The big advantage of physical replication is that it has very, very low overhead. Most of the write-ahead log records that are needed to make physical replication work are needed anyway for crash recovery. There is certainly some overhead, but it is quite low, making it the best form of replication for disaster recovery scenarios. Having said that, physical replication has a number of serious disadvantages:
1. You can't replication to a different major version of PostgreSQL.
2. You certainly can't replicate to a database other than PostgreSQL.
3. You can't replicate part of the database.
4. You can't write any data at all on the standby.
5. You certainly can't do multi-master replication.
6. MVCC bloat on the master propagates to the standby.
7. Anything that would bloat the standby causes query cancellations instead, or delays in recovery (or in 9.1, you'll be able to avoid the query cancellation by bloating the master).
Logical replication, in theory, can work around all of these problems, and in fact there are already a number of existing projects which aim to provide logical replication for PostgreSQL, including Slony, Bucardo, and Londiste.
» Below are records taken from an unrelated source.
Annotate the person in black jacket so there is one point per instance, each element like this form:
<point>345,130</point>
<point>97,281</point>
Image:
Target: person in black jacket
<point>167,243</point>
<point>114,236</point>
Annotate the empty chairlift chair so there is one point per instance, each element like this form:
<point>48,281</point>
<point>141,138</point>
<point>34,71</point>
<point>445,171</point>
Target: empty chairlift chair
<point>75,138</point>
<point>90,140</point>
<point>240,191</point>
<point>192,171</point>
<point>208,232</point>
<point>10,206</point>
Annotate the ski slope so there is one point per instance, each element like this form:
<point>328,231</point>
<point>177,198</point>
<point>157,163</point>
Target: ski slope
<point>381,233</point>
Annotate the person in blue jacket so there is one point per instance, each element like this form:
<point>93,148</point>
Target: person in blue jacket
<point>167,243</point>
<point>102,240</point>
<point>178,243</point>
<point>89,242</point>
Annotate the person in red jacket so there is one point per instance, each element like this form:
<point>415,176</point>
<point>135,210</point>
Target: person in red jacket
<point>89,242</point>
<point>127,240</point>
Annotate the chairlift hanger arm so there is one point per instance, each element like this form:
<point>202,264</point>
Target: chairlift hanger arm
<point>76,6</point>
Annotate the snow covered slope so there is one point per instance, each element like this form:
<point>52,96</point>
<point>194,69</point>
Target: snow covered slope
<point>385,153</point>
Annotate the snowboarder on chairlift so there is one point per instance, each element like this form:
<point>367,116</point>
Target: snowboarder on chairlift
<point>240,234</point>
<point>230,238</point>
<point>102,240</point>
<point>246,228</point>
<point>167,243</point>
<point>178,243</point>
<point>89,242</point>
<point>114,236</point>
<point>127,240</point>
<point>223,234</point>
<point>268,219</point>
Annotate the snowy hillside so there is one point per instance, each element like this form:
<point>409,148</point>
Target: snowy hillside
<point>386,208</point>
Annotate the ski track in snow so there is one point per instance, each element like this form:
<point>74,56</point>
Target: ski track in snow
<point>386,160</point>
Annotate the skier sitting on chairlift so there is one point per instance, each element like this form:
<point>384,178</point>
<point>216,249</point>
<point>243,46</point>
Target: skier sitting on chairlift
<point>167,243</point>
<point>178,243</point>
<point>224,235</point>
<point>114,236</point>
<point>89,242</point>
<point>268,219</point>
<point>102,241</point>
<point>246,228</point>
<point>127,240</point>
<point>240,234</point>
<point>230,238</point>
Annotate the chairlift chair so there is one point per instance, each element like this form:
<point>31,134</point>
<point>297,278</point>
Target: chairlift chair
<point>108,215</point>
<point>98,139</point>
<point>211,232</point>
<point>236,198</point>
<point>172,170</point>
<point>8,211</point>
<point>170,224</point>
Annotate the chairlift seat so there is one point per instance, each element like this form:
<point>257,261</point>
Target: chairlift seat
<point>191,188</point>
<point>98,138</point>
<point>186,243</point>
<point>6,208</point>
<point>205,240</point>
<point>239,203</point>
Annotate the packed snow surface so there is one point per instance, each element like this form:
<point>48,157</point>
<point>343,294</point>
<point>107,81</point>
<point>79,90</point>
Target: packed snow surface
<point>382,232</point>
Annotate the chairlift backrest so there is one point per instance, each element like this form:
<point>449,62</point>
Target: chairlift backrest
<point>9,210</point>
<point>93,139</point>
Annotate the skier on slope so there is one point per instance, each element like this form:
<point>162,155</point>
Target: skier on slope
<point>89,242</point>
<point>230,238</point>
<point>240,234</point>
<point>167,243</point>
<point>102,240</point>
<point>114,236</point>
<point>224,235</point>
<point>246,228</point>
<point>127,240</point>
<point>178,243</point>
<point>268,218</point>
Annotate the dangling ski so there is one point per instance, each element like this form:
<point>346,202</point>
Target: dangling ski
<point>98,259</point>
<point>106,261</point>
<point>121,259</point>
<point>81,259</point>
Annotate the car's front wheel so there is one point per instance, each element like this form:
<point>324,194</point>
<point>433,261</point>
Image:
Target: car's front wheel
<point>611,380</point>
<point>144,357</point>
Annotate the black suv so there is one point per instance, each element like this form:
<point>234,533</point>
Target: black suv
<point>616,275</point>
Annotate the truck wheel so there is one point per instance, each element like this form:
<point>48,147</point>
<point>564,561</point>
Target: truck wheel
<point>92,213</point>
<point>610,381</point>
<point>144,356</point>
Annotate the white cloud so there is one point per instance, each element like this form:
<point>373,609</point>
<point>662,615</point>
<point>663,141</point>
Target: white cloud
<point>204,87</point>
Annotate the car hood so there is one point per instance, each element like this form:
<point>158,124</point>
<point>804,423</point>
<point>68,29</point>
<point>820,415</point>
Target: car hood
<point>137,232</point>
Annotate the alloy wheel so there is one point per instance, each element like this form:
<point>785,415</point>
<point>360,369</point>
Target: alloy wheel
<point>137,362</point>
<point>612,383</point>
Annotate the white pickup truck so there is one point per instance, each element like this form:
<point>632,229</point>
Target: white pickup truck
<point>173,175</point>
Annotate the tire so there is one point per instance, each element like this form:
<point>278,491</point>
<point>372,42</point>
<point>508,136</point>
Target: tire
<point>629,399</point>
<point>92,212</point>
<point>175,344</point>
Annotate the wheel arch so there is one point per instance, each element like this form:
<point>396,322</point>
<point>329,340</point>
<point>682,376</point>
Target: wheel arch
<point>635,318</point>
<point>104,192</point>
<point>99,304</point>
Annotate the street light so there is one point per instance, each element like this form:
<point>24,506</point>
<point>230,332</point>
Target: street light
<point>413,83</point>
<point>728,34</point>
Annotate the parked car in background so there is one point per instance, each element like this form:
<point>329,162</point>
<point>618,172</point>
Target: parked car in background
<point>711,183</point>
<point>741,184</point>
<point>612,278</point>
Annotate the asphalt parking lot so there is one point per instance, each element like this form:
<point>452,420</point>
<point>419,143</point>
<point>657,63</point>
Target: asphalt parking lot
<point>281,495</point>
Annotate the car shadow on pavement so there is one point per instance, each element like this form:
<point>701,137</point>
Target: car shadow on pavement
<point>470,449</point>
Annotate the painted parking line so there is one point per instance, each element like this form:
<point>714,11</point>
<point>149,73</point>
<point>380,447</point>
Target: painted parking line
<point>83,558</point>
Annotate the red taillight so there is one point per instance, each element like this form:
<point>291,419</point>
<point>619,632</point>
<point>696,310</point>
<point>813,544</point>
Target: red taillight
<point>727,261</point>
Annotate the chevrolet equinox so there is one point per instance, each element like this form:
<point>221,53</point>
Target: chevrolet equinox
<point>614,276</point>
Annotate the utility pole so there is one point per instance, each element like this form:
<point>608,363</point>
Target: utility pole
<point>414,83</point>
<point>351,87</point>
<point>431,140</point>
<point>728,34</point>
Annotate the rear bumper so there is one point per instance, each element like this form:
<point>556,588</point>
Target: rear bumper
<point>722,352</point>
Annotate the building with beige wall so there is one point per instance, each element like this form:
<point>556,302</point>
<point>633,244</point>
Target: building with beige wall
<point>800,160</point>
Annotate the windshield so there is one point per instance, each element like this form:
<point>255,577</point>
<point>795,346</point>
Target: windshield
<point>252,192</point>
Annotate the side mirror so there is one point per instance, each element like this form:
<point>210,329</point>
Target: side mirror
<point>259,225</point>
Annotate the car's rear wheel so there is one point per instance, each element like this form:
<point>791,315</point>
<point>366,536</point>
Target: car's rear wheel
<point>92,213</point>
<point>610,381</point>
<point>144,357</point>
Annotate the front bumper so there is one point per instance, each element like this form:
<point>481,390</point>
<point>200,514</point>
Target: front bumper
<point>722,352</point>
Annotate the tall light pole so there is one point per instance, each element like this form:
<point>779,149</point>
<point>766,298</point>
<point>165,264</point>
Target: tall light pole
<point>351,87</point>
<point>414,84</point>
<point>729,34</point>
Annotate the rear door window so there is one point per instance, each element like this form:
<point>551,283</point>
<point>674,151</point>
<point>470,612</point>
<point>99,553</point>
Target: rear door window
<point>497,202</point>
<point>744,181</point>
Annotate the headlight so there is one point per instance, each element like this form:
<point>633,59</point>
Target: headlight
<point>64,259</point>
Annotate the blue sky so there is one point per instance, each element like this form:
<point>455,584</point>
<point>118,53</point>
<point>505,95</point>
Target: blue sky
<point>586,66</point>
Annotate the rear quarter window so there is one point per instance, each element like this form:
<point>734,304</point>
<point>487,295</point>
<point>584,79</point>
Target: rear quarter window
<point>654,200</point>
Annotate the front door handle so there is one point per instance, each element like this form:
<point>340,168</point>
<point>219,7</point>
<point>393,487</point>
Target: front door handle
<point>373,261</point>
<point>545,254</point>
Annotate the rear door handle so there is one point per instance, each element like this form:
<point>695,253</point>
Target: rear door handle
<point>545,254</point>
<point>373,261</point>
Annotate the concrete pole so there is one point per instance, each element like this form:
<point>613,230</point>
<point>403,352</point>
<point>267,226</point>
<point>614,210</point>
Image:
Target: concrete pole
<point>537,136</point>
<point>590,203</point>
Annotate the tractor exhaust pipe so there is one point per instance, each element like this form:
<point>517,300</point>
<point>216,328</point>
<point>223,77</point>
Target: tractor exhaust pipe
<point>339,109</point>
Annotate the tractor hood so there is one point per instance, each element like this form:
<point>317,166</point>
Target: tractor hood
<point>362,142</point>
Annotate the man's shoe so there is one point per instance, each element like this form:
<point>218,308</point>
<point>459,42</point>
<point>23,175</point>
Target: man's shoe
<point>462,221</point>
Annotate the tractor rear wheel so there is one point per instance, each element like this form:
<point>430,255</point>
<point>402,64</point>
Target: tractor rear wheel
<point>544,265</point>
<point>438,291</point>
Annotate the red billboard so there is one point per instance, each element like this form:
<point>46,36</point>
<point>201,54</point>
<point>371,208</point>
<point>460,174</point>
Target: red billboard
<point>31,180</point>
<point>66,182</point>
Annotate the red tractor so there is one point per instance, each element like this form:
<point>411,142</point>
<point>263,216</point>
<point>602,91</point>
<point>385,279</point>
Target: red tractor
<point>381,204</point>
All of these projects, however, have been hindered by lack of core support (as discussed at the last developer meeting, which I blogged a little bit about), and I think also by the fact that replication is just a really hard problem. There are also forks of PostgreSQL that aim to add replication functionality, such as Postgres-R and the now-defunct Mammoth Replicator, but it seems we don't yet have a solution that everyone is 100% happy with. Rather than a whole series of separate projects, I think we need one high-quality solution in core, or at the very least a set of powerful tools in core upon which solutions can be built more easily than what our current architecture allows. I think that trigger-based solutions are always going to carry an uncomfortably high performance cost.
Given the low overhead of physical replication and the fact that we already have it, one might ask whether it would make more sense to continue refining that technology, rather than invent something new. Perhaps, but I'm skeptical. Logical replication would be a very hard project, but it would also cut a pretty big hole through the solution space. Even the most ambitious plans for improving our current hot-standby-based replication system don't involve relaxing more than one or two of the seven restrictions listed above, and the difficulties in getting even that far seem quite formidable. I'm glad we have a really high-quality physical replication solution for high availability and disaster recovery, but I fear that it's never going to really meet the full range of needs in this area.